Pallier… ou prévenir ?
À l’aune de cette réponse – pour le moins complexe et multifactorielle – à la question a priori simple du « pourquoi » de ces inondations, émerge naturellement une autre interrogation : celle du « comment ». Comment éviter que de tels évènements ne se reproduisent à l’avenir, ou du moins, comment en limiter les dégâts ? Des dégâts qui vont d’ailleurs bien au-delà des seules atteintes aux biens et aux infrastructures, avec notamment des risques de pollution des sols et terres cultivables, des nappes ou encore des cours d’eau…
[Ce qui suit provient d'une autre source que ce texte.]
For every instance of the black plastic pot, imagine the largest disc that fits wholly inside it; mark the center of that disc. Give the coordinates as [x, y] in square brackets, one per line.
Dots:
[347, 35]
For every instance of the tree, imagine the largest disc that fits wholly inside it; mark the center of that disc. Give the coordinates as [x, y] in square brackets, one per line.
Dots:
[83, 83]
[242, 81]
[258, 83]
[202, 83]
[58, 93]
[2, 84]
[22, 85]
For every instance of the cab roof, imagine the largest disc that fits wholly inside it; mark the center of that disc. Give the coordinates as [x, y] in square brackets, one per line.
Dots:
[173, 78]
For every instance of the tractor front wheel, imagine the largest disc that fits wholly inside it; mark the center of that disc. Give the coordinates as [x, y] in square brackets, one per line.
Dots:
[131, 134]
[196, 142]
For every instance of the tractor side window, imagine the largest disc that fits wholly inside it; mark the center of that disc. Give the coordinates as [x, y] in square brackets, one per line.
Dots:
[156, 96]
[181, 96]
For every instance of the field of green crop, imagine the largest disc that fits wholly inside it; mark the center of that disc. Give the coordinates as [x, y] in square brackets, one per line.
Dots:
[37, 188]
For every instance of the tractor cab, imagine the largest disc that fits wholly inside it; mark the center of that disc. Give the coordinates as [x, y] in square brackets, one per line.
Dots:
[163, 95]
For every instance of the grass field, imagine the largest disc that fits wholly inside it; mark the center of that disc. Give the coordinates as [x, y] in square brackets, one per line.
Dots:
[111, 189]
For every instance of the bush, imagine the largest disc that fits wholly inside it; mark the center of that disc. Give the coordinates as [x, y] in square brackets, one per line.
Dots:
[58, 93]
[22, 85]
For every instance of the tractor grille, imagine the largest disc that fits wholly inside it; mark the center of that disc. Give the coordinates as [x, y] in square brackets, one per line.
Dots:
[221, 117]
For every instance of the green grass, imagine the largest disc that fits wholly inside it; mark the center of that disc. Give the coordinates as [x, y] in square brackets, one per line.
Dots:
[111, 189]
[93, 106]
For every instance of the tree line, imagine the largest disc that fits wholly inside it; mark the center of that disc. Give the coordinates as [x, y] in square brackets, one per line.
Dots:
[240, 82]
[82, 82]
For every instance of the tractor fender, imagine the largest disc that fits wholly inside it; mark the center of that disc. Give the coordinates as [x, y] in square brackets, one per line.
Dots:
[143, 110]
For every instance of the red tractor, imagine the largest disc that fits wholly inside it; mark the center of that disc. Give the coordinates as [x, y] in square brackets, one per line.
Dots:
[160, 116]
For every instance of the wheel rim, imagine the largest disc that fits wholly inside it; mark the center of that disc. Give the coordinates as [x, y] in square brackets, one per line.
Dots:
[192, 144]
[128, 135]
Pour faire face à de tels phénomènes naturels, en outre sensiblement renforcés, on l’a vu, par des facteurs anthropiques, des aménagements peuvent être mis en place, notamment des bassins de rétention, qui permettent « de diminuer les débits de pointe en servant de “zone tampon” aux eaux pluviales avant leur déversement dans le milieu récepteur ». Certes efficaces dans bien des cas, ils peuvent toutefois atteindre leurs limites dans certaines situations, et ne font, en outre, que pallier un processus contre lequel il serait pourtant possible de lutter à la source, notamment en restaurant les zones humides, propices à l’infiltration. En somme, prévenir plutôt que guérir, ou pire, panser une jambe de bois…
« Tout ce qui favorise l’infiltration dans l’écosystème et les sous-sols pour recharger les nappes mérite d’être envisagé. Cela suggère de limiter l’artificialisation des sols, de planter des haies… Toutes les solutions qui sont fondées sur la nature sont favorables. Une bonne adaptation serait d’encourager l’agriculture à migrer vers un système plus soutenable », explique ainsi à nos confrères de La Voix du Nord, dans un article consacré à la préservation de la ressource en eau, Gonéri Le Cozannet, ingénieur au Bureau des recherches géologiques et minières (BRGM) et contributeur du 6e rapport du Groupe d’experts intergouvernemental sur l’évolution du climat (GIEC) sur les impacts, l’adaptation et la vulnérabilité au changement climatique en Europe.
La question – épineuse – de la présence actuelle, mais aussi de la construction future, de bâtiments en zones inondables se pose également. Comme l’explique le géologue et directeur de la Société géologique du Nord Francis Meilliez auprès de nos confrères de France 3 : « Les promoteurs et les constructeurs doivent intégrer cette problématique. Je pense qu’aujourd’hui il ne faut plus tourner autour du pot. Il faut réfléchir aux milieux dans lesquels on s’installe avant de construire ». Et le professeur émérite de conclure : « Regardez où sont les maisons les plus anciennes, elles ne sont jamais dans les fonds de vallée. Depuis les années 1950, on s’est affranchi de la simple observation de la nature. On s’est dit qu’avec la technologie on pouvait faire ce qu’on veut… Mais l’eau a toujours raison, ça n’est qu’une question de temps ».